R Squared is a measure which measures how much of the dependent variable is predicted by the model. It is expressed as:

$R^2=1-\frac{\sum_{i=1}^{n}e_i}{\sum_{i=1}^{n}{(y_i-\bar{y})^2}}=1-\frac{\sum_{i=1}^{n}(y_i-f(x_i))^2}{\sum_{i=1}^{n}{(y_i-\bar{y})^2}}$

In order to compute this, I needed to join the model values back to the original series. As we might not always have a grouping field, I needed to add a dummy variable, __D__, which can be included in all joins as a common field. Dynamically creating joins is a little harder than adding group by clauses (as we must do it twice!). In this case, we need to take something that looks like "A"|||"B"|||"C" to something like:

<Field field="A" />
<Field field="B" />
<Field field="C" />

This is like the last case but needs to be applied to two nodes in the Join configuration. The expression below changes the list to the raw XML needed:

IIF([#1]='""','','<Field field=' + + Replace([#1], '|||', ' /><Field field=')+' />')
+
[Destination]

Updating a Join

Now to compute the values we need for R squared, I first used a formula tool to evaluate the top and bottom of the fraction and then used a summarise to make totals. Again, this summarise tool needs to be grouped in the correct manner. Finally, I computed the R squared value for each set. After this, I knew that the output of this calculation would be in the same order as the output of the Slope/Intercept calculation so I joined by record position to add the value to the output. At this point the macro looked like:

Macro Version 2

Fixed Intercepts

The last step was to take in an optional set of intercepts. Alteryx supports optional Macro Inputs, they will come through as an empty (0 row) copy of the template if no input is supplied. Unfortunately, as we were building the grouping fields dynamically, we couldn't have a template that would work for all cases.

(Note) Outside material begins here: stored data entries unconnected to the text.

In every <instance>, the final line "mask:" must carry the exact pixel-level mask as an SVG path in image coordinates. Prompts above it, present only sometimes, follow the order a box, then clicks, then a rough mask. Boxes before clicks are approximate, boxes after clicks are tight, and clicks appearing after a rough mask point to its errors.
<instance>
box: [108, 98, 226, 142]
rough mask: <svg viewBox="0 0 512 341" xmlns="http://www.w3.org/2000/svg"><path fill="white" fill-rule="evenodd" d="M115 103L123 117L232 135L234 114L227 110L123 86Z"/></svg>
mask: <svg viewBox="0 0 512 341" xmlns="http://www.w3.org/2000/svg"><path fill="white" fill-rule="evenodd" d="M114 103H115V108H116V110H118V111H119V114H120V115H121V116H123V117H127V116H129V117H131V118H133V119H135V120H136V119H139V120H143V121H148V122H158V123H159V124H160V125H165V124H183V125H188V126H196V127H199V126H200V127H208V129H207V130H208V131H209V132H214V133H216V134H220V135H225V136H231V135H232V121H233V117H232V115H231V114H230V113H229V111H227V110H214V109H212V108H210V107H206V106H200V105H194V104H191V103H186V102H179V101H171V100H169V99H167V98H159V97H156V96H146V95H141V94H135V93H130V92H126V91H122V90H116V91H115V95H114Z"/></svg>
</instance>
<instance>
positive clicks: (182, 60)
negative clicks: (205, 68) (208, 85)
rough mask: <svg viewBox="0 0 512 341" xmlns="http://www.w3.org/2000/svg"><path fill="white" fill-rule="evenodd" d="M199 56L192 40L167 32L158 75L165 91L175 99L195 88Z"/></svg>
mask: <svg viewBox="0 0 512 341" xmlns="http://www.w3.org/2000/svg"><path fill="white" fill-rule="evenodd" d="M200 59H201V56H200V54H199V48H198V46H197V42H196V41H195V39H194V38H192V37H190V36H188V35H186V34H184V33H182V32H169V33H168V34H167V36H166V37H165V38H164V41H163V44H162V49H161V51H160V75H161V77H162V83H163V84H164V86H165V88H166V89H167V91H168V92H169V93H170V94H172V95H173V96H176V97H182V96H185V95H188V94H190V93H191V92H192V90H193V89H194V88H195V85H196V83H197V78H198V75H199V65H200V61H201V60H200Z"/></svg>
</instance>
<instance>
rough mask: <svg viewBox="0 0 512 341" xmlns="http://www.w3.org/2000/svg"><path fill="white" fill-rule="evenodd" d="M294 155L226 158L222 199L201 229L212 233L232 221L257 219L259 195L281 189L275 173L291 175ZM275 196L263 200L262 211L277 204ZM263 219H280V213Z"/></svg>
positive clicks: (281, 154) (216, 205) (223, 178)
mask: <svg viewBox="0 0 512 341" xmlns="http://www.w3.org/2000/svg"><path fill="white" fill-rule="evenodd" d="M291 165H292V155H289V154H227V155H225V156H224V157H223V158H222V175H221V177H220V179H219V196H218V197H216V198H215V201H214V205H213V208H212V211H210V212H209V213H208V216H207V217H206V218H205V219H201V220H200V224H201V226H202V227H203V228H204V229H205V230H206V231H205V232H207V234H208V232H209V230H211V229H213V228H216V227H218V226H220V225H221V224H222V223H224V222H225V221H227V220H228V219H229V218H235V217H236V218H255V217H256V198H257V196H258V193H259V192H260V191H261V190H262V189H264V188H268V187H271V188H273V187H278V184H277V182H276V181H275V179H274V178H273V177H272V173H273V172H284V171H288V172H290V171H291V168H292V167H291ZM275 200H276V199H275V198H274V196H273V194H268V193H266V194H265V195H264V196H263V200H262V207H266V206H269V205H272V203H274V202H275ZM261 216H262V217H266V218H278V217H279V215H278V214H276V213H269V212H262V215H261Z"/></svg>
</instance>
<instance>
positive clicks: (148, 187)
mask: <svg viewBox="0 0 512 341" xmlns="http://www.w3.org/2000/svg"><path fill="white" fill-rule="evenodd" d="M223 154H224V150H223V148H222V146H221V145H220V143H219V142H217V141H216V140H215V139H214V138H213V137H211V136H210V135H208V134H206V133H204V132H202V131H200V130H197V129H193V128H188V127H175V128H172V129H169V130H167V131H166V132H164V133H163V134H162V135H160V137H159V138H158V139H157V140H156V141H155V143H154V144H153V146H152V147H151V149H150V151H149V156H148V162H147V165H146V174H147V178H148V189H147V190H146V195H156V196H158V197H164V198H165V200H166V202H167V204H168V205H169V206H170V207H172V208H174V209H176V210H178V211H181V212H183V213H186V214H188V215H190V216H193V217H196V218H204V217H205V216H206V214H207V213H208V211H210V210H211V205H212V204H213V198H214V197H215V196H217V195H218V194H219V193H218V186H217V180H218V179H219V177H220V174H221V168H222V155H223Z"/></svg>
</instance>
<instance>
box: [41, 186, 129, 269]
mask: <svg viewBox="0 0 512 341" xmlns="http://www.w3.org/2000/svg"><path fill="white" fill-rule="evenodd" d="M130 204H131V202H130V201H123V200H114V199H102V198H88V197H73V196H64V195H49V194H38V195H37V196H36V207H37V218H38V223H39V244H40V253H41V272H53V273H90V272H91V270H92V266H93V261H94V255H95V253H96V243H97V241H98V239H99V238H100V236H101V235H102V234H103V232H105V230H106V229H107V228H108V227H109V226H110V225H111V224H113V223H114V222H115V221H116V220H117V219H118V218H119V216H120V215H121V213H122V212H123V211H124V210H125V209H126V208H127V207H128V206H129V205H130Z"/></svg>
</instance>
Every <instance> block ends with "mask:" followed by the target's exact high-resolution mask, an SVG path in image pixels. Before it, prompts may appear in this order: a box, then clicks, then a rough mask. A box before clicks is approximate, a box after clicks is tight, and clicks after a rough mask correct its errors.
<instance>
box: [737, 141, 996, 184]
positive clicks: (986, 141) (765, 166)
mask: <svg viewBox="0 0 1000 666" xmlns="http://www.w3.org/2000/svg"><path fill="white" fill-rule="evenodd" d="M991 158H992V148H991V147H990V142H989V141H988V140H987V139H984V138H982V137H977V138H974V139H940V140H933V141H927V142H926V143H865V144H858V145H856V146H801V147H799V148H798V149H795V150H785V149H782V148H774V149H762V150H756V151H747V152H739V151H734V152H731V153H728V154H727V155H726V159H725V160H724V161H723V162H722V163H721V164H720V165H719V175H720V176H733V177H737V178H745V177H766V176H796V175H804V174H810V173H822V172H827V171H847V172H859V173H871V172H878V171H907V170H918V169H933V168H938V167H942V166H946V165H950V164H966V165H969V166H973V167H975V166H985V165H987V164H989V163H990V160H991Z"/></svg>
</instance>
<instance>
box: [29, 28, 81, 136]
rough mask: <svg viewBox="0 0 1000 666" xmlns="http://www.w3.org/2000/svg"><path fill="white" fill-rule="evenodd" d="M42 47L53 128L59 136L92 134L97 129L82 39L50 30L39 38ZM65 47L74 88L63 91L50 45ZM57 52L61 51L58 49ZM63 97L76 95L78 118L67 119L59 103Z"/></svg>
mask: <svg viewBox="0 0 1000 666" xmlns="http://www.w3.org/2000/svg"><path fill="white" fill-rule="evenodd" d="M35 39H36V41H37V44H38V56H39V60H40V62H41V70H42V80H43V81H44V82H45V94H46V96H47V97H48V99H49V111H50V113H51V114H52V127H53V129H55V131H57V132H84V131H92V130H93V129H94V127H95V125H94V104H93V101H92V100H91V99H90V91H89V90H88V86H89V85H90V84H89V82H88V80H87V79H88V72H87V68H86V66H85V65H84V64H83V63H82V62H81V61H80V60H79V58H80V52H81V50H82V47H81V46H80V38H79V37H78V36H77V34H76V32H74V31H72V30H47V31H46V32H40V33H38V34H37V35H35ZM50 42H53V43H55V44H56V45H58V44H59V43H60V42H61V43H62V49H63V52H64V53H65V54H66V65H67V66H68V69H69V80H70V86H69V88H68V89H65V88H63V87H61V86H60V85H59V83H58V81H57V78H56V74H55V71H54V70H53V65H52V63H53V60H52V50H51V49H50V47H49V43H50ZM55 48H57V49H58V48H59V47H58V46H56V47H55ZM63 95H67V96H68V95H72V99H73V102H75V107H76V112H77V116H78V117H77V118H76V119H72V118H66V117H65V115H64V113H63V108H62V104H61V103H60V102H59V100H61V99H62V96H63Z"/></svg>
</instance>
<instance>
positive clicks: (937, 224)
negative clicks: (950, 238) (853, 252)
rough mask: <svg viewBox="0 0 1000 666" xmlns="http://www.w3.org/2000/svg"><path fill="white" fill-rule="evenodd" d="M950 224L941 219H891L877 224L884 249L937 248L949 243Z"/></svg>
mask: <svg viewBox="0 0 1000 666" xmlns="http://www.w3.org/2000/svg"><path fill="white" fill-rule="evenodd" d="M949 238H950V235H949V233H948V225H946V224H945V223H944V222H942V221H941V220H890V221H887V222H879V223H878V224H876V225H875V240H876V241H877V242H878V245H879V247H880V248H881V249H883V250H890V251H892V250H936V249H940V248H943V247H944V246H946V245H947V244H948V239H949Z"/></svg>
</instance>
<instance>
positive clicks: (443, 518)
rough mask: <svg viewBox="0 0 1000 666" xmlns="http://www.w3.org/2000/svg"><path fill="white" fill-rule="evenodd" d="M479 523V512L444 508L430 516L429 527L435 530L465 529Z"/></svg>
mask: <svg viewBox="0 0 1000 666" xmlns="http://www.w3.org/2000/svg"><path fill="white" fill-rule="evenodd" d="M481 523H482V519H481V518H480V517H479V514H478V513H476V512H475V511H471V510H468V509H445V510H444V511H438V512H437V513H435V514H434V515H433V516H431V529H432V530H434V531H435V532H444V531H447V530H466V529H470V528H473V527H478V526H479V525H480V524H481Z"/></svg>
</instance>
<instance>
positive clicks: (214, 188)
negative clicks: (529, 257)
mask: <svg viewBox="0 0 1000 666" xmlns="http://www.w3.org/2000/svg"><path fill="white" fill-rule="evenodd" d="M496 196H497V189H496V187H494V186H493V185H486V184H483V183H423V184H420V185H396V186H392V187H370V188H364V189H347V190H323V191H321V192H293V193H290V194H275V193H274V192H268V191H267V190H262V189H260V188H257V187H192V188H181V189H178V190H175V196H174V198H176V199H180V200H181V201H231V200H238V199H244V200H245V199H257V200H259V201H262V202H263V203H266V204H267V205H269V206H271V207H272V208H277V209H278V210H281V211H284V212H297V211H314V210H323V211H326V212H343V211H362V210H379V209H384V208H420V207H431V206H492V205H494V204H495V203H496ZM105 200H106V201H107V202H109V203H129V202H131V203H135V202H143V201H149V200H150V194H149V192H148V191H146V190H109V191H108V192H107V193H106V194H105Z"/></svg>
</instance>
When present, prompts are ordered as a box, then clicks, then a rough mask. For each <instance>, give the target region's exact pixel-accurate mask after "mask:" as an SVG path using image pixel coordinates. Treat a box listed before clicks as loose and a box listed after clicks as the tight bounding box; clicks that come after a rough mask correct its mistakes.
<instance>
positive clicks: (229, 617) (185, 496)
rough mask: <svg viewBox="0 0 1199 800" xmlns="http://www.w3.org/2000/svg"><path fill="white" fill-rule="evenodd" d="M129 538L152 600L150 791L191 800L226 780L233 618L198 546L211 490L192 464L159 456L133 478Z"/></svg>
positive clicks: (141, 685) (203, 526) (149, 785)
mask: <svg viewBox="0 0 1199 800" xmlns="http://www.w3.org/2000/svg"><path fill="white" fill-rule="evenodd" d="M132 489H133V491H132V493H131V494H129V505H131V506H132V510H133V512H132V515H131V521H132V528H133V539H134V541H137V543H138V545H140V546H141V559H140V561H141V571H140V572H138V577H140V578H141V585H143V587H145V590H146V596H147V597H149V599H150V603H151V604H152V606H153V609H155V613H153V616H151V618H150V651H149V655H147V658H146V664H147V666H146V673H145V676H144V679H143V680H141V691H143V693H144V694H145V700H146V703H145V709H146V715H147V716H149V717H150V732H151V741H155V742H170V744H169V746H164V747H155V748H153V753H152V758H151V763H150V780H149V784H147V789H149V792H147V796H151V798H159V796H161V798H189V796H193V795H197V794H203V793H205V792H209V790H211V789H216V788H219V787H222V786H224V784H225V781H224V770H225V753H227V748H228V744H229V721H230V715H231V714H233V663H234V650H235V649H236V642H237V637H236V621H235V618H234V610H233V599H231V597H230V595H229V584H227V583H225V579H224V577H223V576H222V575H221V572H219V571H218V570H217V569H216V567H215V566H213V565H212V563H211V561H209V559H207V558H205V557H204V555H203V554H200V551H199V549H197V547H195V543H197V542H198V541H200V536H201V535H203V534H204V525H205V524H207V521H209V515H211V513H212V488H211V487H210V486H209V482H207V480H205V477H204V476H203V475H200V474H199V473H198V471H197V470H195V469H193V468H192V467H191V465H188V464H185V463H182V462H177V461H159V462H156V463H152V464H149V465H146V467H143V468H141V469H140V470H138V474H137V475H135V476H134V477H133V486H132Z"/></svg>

The workaround I chose, was to take the output of the Summarise tool, sample 0 rows from it, and use it to create a complete set of all the columns we need. This can then be unioned to the Macro Input tool to create a superset of columns. Using similar expressions to the above, we can reconfigure a Join Multiple tool. I chose to use this over a Join tool as it meant that the order of the records from the Summarise tool was preserved.

Optional Input

The formula tool at the end copes with the Exponential and Power models, where the Intercept needs to be adjusted. Finally, the Slope calculation needs to be updated to use the Intercept if provided:

IIF(IsNull([Intercept]),
([Sum___XY__]-[Count]*[Avg___X__]*[Avg___Y__]) / ([Sum___XX__]-[Count]*[Avg___X__]*[Avg___X__]),
([Sum___XY__]-[Count]*[Intercept]*[Avg___X__]) / [Sum___XX__]
)

Wrapping Up

Finished Macro

You can download the final macro here.

This macro should re-create most of the capabilities of Excel trendlines. The direct manipulation of raw XML does mean that some field names (e.g. containing a ", ||| or >) may cause it some issues.

If you want to fit another expression you can hopefully use the techniques above to get you started. Some of the techniques in building the macro are quite advanced but provide a powerful way to add new functionality.